To promote algorithm reuse, standardized interfaces at multiple levels (pixel, grid, coverage) are needed, multi-band and multi-time imagery included. At the highest level it should be compatible with WPS.

Related pages

  • No labels

5 Comments

  1. David Zwiers comments in email :

    I briefly read over your plans, and one thing immediately came to
    mind. We tried so solve part of this puzzle last year for uDig
    (metadata). The question for me essentailly came down to what can you
    effectively display on a UI, and what can you ask a user to input.

    I could be off base here too ... but I was thinking you may want to
    look at using the same construct for building a DS as representing a
    coverage.

    David

  2. I very much agree with at least some root construct for constructing both coverages and datastores. This could be at a very high level, but to some extent constructing each just takes one or more parameters.

  3. Actually, the current Coverage GeoAPI interfaces do supports n-dimensional coverage. There is no method in GeoAPI Coverage interface assuming a 2D coverage. All 'evaluate' method, as well as most methods like 'getCoordinateReferenceSystem', 'getEnvelope', etc. work with arbitrary dimension. They works on DirectPosition, Envelope, CoordinateReferenceSystem and GridGeometry objects, which don't need to be two-dimensional.

    GridCoverage2D is a particular implementation working on RenderedImage and Point2D objects. But this is particular to this implementation, not a constraint from GeoAPI interfaces.

  4. A GridCoverageProcessor performs arbitrary operations on a coverage. The operation may a "band select" (retaining only a subset of available bands), or a 2D slice in a n-D coverage. This is not really a GridCoverageExchange extension for big coverages, since GridCoverageExchange and GridCoverageProcessor target different goals. I suggest that GridCoverageExchange should be able to extract a 2D slice from a n-D coverage, at least when the slice fit the native layout of the underlying storage format. For more complex slice (like a transversal slice requerying interpolations in more than one "native" slice), it is not obvious if such operation should be handled at the I/O level (GridCoverageExchange) or at the processing level (GridCoverageProcessor), since they involve both.
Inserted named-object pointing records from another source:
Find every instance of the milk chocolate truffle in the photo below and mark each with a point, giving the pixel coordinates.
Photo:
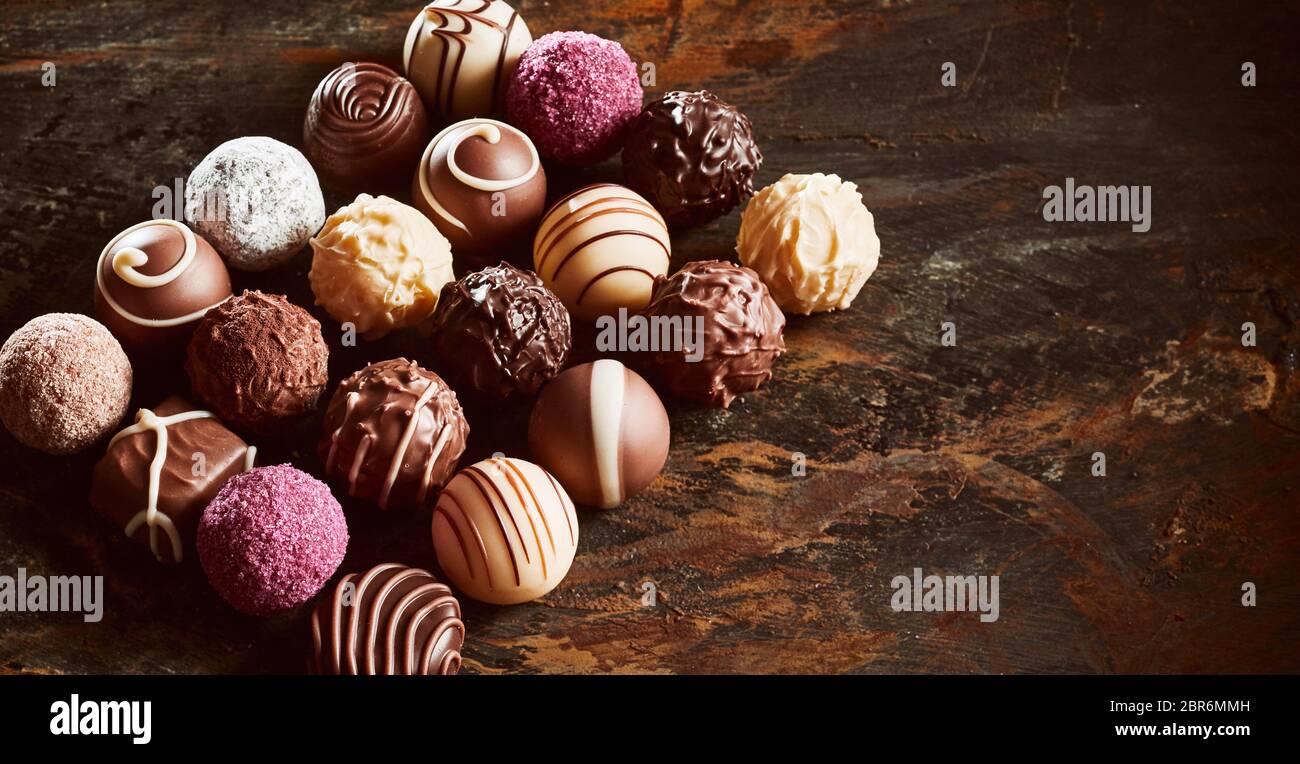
(154, 282)
(389, 620)
(378, 265)
(741, 331)
(256, 200)
(601, 430)
(64, 382)
(505, 532)
(501, 331)
(460, 55)
(811, 241)
(599, 248)
(394, 432)
(482, 185)
(160, 473)
(258, 360)
(693, 156)
(364, 129)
    Comparing with J2SE world:

    • GridCoverageExchange is equivalent to javax.imageio.ImageReader/ImageWriter: it cans subsample an image at loading time, but not do anything complex like subsampling with interpolations.
    • GridCoverageProcessor is equivalent to javax.media.jai.JAI.create(...). It can performs complex operation on pre-created RenderedImage, like subsampling with interpolations. Note that "pre-created" RenderedImage doesn't need that the pixel values has been loaded (because of deferred execution), but from GridCoverageProcessor point of view, everything behave as if all pixel values were loaded; this is not processor's job to load them.
  5. I'm at a loss for how one can index a position in a Coverage where not all the axes are spatial. For instance, the getCoordinates() method of DirectPosition returns an array of doubles. How does one represent time with that?

    I agree it supports n-Dimensional spatial coverages, but I don't see how any of the axes of a coverage could be anything other than numeric. (e.g, can't be categorical, can't be absolute times (but could be duration from some known epoch)).